Against the backdrop of last year’s escalation of censorship in the Russian Federation, the articles by MiraclePTR were a breath of freedom for many Russian-speaking IT folks. I want to open the door to free information a bit wider and invite “non-techies” (“dummies”) who want to spin up a personal proxy server to bypass censorship but feel lost in the flood of information or got stopped by a confusing technical error.
In this article I’ve described a universal solution that provides transparent access to the global internet bypassing censorship, uses cutting-edge traffic obfuscation, doesn’t depend on a single corporation, and most importantly has ample “safety margin” against interference from censors.
This article is aimed at “dummies” unfamiliar with the subject area.

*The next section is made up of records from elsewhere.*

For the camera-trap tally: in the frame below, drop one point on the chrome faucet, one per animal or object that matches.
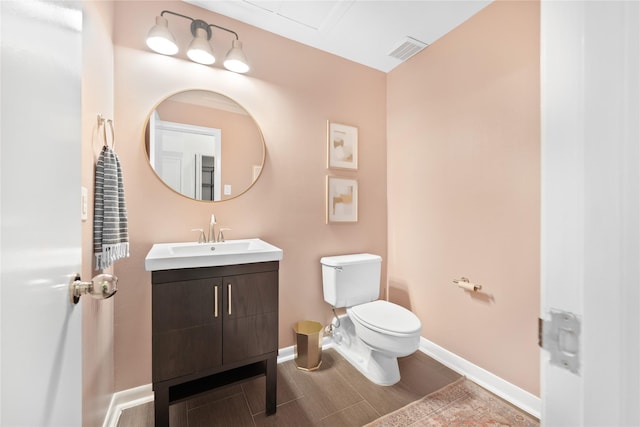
(221, 234)
(202, 238)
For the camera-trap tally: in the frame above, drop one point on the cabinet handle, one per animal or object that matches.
(215, 301)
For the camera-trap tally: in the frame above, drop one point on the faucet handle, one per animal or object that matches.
(202, 238)
(221, 234)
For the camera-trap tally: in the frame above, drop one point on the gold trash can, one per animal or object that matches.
(308, 345)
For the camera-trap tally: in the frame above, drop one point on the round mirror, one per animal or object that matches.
(204, 145)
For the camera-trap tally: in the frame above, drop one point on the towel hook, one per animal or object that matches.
(101, 123)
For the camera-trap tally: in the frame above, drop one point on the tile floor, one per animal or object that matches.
(334, 395)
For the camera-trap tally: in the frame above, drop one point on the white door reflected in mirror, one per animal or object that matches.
(202, 144)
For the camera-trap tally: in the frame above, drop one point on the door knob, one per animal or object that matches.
(102, 286)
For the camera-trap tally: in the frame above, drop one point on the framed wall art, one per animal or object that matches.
(342, 199)
(342, 146)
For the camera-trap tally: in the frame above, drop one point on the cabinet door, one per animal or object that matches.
(187, 327)
(251, 315)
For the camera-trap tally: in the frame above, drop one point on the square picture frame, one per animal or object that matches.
(342, 146)
(342, 200)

However, people “in the know” may also find something useful (for example, a slightly simpler setup for proxying via CloudFlare without having to run nginx on the VPS).
If you still don’t have a personal proxy to bypass censorship — this is your sign.
A couple of months ago, in the Amnezia Telegram chat discussing censorship circumvention, a no-name brought up the example of “a dentist from Chertanovo” who would like to spin up his own server but “couldn’t hack” the techy articles, isn’t ready to Google errors, and just needs a clear manual: do this and it will work.
I’m kind of a “dentist from Chertanovo” myself: I haven’t worked in IT for over 15 years.
I remember how a couple of years ago I bought a virtual server “to play with” and was afraid to type commands there, so it idled for the whole paid period. But eventually, censorship circumvention became my hobby, I figured things out, and now I’m writing this piece with my past self in mind: back then I would have been glad to find an instruction like this.
I consider the proposed solution universal. That’s my subjective opinion backed by my own experience as well as that of like‑minded folks (not all of them:) from the TG chat where we discuss setting up and operating various proxies and VPNs. (note this is a chat, not a channel; I’m not its owner/moderator and it’s not monetized at the moment. Just a place to ask questions and share experience on the topic.)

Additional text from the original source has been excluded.